Sagan's portrayal of the E.T.'s in Contact is romantic and optimistic. When and if we do find signs of other life in the universe, we will be lucky beyond belief if they are this wise and benevolent. It is unfortunate that aliens must almost always be portrayed as one extreme or another -- either god-like in their abilities and concern for poor humanity, or devilishly powerful and wicked. It would be nice to meet someone a little more like us, fallible and ... well, human. And still have them be marvelously foreign and exotic. But as Sagan himself pointed out in the book Cosmos, "I am terribly limited by the fact that I know only one kind of life, life on Earth." It is hard to invent someone totally alien based only on human knowledge and imagination.

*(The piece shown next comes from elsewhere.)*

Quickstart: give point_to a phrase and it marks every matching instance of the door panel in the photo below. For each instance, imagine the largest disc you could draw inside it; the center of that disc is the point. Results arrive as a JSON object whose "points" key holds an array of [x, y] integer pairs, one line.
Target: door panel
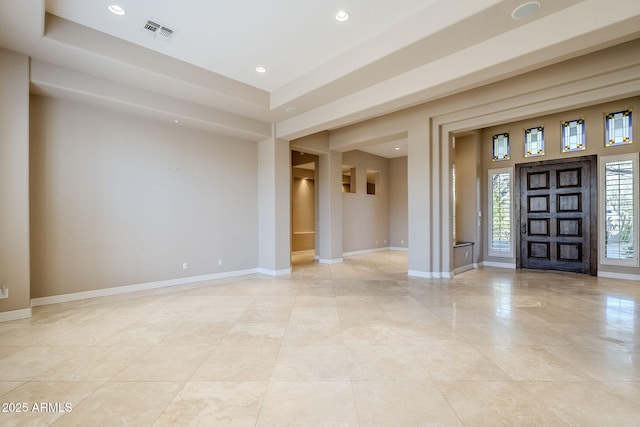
{"points": [[555, 203]]}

The novel twists that Sagan has introduced to this genre are drawn from his own expertise as an astronomer. He offers fascinating mathematical and astronomical specifics regarding the reception and deciphering of the Message. The astonishing revelations offered by the aliens take that whole united Earth business and make it seem insignificant to the universe -- which of course, ultimately it is. As with the Cosmos' series "ship of the imagination," Sagan takes you places you've never been and makes the trip fascinating and enlightening. Sagan makes the reader want to run right out and buy a telescope.

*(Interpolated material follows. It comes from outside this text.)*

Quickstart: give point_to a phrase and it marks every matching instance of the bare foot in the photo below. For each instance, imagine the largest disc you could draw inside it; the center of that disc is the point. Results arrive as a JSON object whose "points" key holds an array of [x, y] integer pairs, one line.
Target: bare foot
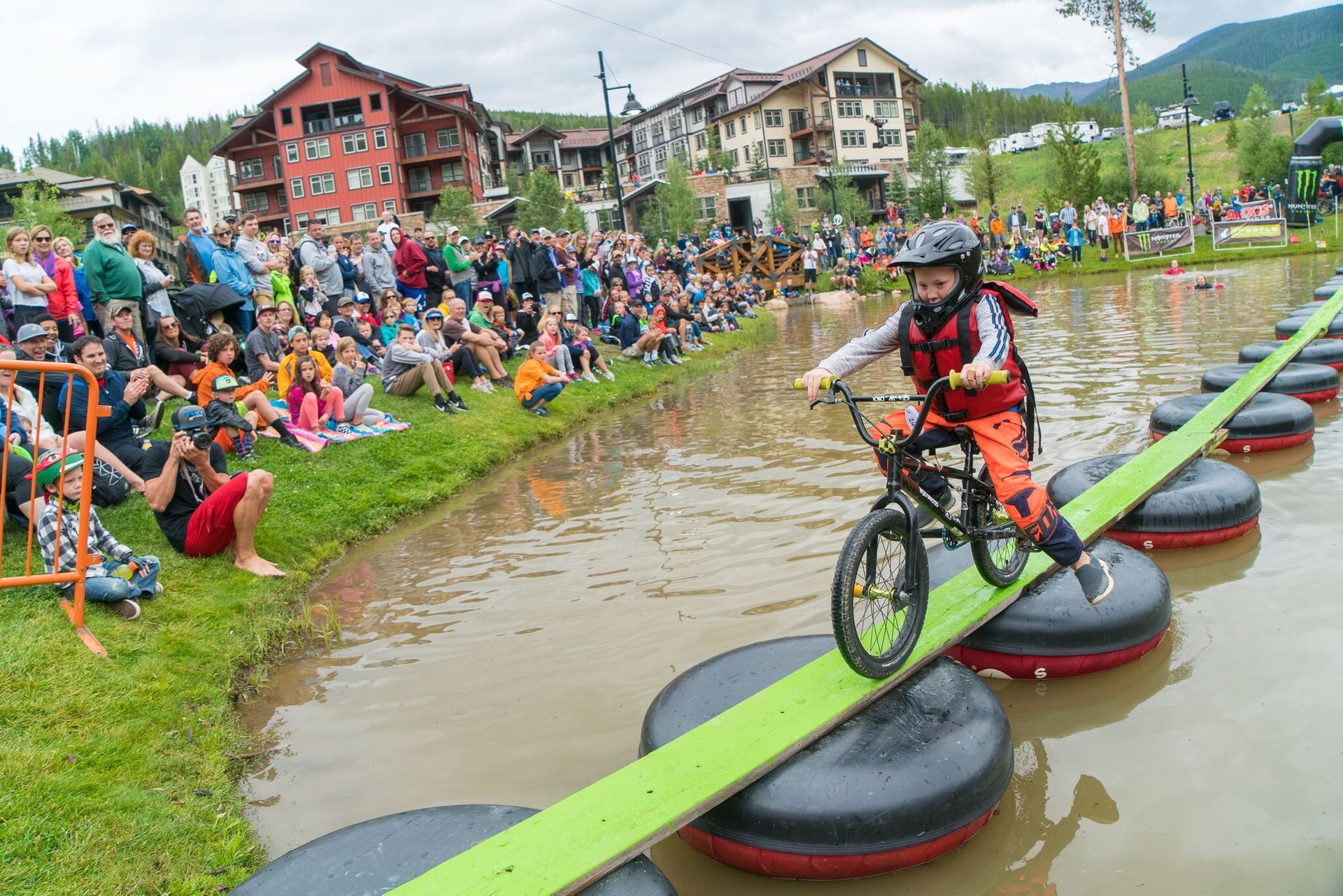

Sagan offers some interesting ideas regarding advancements in technology which real-life has yet to produce. Sagan foresaw the exponential growth of entertainment media and the vast choices in niche channels such as the fictional "Lifestyles of the Mass Murderers." However, Sagan also imagined that we would invent ways of winnowing out the information we don't want by using channel selectors attuned to our own personal preferences. The world is still desperately awaiting the invention of such a life-saver. Speaking of life-saving, Sagan also investigates future attempts at prolonging life and maybe even foiling death using the metabolism-slowing effects of outer space.
It is, finally and somewhat surprisingly, in his human storytelling that Sagan shines. The characters of the many scientists involved in the "Message Project" are beautifully drawn and fully fleshed out. The very human concerns and foibles that they bring with them to their world-encompassing endeavors personalize the project and the later alien encounters. Sagan also adds a healthy dose of religious inquiry into the subject of extraterrestrial life. As a confirmed scientific skeptic, Sagan does not recommend blind faith, but neither does he rule out the possibility of a "higher power." Both sides are given a voice. The conversations between Ellie Arroway and the Reverend Palmer Joss are especially thought-provoking. And all of the characters are intelligent and insightful enough to offer periodic jolts of penetrating wisdom, of a flavor that keeps the mind hungry for more.
Back in 1985, Sagan imagined Earth in the mid-1990's on the brink of contacting extraterrestrial life. And maybe we are. In the words of the indefatigable Star Hustler, Jack Horkheimer, "keep looking up."